Quels Enseignements pour l’Industrie Verte ?
Le cas d’ArcelorMittal illustre les défis de la transition écologique dans l’industrie lourde. Voici quelques points clés :
- La décarbonation nécessite des investissements massifs, mais peut entraîner des sacrifices sociaux.
- La concurrence internationale oblige les entreprises à innover rapidement.
- Les prestataires externes, souvent invisibles, sont essentiels à l’écosystème industriel.
Pour les salariés de Florange, l’avenir reste incertain. Si le four électrique de Dunkerque promet une sidérurgie plus durable, il ne compense pas les pertes d’emplois immédiates. La région, marquée par des décennies de restructurations, espère que cet investissement marquera un tournant vers une industrie plus verte, sans sacrifier son tissu social.
Un Passé Glorieux, un Futur Incertain
Il y a encore un an, Florange brillait en fabriquant les 2 000 torches en acier pour le relais de la flamme olympique. Aujourd’hui, l’ambiance est plus lourde. Les messages affichés aux fenêtres des Grands Bureaux – « OMP sacrifié » ou « SC -21 » – traduisent la frustration des salariés face à la délocalisation des services et aux suppressions de postes.

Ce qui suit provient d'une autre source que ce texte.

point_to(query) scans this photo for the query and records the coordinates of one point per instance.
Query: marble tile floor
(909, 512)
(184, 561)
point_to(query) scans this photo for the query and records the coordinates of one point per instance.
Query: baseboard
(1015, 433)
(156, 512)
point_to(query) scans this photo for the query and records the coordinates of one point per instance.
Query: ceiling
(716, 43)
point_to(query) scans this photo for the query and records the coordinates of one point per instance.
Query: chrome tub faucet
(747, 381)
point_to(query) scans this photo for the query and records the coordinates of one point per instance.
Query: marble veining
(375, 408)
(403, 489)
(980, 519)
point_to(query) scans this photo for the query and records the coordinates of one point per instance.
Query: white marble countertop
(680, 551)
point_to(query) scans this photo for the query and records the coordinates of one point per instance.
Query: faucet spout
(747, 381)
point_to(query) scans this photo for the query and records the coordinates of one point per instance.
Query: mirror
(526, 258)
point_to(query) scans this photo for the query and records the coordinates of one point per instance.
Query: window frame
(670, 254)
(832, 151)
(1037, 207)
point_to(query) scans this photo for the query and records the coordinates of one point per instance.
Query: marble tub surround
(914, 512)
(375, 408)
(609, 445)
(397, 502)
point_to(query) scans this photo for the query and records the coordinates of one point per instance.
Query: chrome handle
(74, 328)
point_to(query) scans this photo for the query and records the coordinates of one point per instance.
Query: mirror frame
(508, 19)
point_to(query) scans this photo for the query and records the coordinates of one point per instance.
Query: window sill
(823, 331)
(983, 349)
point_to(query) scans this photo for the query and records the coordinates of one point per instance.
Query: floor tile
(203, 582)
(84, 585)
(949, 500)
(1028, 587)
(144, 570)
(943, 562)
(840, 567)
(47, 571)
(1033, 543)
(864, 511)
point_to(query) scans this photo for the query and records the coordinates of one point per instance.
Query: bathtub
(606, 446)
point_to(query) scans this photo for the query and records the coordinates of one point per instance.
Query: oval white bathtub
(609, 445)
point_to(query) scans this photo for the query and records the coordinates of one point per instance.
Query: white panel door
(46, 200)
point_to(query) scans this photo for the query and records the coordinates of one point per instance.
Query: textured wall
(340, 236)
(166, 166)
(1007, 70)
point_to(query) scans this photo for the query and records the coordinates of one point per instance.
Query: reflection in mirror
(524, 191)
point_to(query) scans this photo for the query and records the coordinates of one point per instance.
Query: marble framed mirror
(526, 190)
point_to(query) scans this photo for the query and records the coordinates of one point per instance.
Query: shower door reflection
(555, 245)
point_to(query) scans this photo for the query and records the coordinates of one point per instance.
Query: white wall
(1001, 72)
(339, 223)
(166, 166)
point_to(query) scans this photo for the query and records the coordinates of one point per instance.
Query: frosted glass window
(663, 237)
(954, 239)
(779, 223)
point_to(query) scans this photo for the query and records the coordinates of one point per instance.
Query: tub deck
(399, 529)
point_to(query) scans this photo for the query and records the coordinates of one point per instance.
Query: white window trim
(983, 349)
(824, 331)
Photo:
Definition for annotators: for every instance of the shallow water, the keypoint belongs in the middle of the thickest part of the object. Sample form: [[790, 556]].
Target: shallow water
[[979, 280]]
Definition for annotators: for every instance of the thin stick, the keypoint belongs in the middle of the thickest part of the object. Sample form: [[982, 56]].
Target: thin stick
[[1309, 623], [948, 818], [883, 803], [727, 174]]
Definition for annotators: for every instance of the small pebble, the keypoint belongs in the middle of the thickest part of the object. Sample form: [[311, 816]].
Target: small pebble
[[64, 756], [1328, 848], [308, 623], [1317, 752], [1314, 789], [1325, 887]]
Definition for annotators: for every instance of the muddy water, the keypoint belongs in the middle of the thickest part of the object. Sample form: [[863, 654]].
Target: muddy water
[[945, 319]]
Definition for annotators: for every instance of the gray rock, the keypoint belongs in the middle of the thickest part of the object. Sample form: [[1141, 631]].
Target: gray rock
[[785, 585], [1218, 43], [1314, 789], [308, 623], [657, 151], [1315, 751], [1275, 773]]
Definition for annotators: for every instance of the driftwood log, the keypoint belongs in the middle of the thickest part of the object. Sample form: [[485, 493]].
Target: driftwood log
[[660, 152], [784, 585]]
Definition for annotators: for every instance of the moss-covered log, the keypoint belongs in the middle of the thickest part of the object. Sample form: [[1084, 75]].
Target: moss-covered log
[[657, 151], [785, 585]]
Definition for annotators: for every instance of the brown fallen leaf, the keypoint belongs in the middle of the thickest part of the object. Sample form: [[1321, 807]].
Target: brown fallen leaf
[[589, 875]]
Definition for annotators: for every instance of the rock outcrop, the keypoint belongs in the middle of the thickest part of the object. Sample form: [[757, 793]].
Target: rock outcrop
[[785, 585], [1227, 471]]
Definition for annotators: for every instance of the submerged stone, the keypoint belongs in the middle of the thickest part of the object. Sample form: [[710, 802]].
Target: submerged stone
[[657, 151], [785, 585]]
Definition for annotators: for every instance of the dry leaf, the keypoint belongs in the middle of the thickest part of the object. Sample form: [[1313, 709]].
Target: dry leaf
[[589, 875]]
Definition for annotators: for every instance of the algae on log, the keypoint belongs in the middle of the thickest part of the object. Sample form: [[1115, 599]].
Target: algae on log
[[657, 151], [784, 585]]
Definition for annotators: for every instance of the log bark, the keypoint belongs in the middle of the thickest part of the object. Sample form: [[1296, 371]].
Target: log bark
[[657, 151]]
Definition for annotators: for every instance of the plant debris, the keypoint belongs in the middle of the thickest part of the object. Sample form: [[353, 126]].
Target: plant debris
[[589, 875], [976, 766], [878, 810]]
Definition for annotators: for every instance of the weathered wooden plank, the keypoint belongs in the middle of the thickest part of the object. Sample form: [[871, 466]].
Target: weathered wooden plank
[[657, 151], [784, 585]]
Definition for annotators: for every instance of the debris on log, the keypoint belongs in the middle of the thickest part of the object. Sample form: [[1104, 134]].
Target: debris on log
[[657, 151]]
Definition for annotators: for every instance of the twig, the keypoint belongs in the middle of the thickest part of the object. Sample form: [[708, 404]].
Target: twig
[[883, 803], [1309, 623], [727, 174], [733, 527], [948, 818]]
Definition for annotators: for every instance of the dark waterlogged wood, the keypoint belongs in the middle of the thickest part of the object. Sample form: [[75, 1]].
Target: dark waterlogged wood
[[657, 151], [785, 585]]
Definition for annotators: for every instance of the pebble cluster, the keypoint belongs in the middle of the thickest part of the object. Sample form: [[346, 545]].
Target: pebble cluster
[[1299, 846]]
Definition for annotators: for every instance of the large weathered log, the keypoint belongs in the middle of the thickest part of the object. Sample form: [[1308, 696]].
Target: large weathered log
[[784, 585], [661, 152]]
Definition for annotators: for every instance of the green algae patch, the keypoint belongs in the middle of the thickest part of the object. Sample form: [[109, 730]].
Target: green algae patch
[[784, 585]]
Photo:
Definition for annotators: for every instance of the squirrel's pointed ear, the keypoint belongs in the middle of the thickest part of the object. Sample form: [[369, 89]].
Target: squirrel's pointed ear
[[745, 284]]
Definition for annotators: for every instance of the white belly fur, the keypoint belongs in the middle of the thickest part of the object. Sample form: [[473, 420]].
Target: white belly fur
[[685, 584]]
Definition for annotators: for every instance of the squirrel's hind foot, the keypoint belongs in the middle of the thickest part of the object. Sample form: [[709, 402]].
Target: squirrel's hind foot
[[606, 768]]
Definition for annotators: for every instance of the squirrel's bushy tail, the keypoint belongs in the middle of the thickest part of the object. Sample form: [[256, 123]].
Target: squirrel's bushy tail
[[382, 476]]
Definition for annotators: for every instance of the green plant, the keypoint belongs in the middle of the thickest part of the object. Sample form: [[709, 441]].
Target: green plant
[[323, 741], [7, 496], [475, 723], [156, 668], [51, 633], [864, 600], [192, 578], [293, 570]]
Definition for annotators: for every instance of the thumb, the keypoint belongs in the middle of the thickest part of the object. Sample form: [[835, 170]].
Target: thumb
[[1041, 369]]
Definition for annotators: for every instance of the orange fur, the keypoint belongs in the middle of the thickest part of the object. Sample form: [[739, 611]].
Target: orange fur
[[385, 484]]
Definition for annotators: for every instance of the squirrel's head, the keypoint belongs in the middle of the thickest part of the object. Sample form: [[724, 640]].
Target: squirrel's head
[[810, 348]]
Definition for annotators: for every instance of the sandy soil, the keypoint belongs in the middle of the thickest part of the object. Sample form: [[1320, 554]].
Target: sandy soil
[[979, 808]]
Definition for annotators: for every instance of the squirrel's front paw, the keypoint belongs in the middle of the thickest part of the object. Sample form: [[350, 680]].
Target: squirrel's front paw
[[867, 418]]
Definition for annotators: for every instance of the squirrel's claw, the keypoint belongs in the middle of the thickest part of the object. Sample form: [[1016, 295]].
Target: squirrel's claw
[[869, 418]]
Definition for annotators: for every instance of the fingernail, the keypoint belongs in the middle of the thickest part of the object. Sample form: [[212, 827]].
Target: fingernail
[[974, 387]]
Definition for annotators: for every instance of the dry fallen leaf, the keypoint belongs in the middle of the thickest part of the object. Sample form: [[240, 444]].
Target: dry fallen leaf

Pourtant, l’espoir persiste. La sidérurgie verte pourrait redonner un souffle nouveau à la région, à condition que les investissements se traduisent par des bénéfices concrets pour les travailleurs. ArcelorMittal, à la croisée des chemins, devra prouver que sa vision d’avenir ne se limite pas à des annonces.
Vers une Sidérurgie Responsable ?
La transition vers une industrie plus durable est un défi colossal, mais aussi une opportunité. ArcelorMittal, en investissant dans des technologies comme le four à arc électrique, montre qu’il est possible de concilier innovation industrielle et responsabilité environnementale. Mais pour que cette transition soit un succès, elle doit inclure les salariés et les prestataires, piliers de l’industrie.
Florange, comme d’autres sites industriels en France, attend des engagements concrets. La sidérurgie de demain ne pourra prospérer qu’en équilibrant écologie, économie et justice sociale. L’histoire d’ArcelorMittal, entre investissements audacieux et sacrifices humains, reste à écrire.